In real-world service conversations, users may articulate their needs in an unpredictable order. MICA is specifically designed to handle this complexity efficiently. We conceptualize a service bot as a collection of autonomous agents, each capable of independently determining the next course of action—whether to switch agents, wait for user input, conclude the conversation, or take other necessary steps. Ultimately, our goal is to delegate as much conversational control as possible to the LLM, ensuring a more flexible and natural user experience, though control can still be regained by Flow Agents whenever necessary.

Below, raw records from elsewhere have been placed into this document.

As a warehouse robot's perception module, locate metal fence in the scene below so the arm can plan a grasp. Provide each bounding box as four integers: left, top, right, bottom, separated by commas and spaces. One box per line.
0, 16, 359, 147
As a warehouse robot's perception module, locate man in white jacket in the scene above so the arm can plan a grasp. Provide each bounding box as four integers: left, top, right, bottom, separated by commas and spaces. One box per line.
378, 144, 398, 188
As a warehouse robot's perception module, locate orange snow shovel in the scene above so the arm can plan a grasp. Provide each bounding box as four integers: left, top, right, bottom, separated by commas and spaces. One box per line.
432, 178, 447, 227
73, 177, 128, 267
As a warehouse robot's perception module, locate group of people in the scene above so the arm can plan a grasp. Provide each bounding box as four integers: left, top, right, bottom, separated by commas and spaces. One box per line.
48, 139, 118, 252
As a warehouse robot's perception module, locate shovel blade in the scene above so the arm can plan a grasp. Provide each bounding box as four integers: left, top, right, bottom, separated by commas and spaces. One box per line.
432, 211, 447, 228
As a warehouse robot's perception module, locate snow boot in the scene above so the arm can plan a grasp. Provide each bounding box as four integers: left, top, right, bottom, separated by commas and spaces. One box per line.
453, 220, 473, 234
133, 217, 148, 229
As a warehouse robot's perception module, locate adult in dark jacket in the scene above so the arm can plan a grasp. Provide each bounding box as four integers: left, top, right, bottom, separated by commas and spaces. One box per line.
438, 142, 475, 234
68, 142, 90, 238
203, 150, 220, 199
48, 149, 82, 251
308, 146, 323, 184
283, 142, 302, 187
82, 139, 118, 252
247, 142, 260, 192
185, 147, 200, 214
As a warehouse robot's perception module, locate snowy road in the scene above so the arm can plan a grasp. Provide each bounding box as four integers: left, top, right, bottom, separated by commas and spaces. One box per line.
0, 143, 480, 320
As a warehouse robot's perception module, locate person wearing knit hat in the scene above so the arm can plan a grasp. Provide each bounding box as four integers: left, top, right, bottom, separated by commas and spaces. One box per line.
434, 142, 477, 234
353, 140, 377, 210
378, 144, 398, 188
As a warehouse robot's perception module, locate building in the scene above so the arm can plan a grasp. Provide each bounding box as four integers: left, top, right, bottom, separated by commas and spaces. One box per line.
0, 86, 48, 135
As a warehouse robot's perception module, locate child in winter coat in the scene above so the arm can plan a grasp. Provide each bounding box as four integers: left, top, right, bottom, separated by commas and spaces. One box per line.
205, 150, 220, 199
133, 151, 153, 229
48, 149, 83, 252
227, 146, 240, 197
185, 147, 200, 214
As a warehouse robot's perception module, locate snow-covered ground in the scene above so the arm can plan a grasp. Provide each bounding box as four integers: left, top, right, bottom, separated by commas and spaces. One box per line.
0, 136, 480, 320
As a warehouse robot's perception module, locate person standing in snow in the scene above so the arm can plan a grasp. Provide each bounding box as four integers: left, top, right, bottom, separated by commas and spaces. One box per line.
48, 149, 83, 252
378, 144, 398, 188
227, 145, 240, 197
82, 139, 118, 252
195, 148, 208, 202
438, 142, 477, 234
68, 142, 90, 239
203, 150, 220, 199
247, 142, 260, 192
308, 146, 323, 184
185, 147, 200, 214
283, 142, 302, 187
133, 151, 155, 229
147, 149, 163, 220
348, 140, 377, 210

The diagram shows a single-turn conversation. Our chatbot is essentially a pool of agents, with the state of this pool managed by an ensemble agent. When there is a user input, the ensemble agent, through the controller, analyzes and selects the most relevant agent from the pool to respond. This agent then takes over the conversation, meaning that as long as the agent believes it can handle the user’s conversation, it will continue to respond to the user. This assumption is based on the observation that users, in general, do not frequently switch tasks, but rather continue within the current context. There is no need to frequently reassess which agent is the most appropriate one to respond. In its future release, MICA will provide other coordination options.
When an agent clearly determines that the user has changed his intent, it will release control, handing it back to the ensemble agent, which will then choose the next agent to respond. This process continues until the agent determines that it is time for the user to speak again.
With this mechanism, MICA ensures the independence and modularity of individual agents while minimizing the need to call the language model for triaging. This strategy could reduce cost and latency.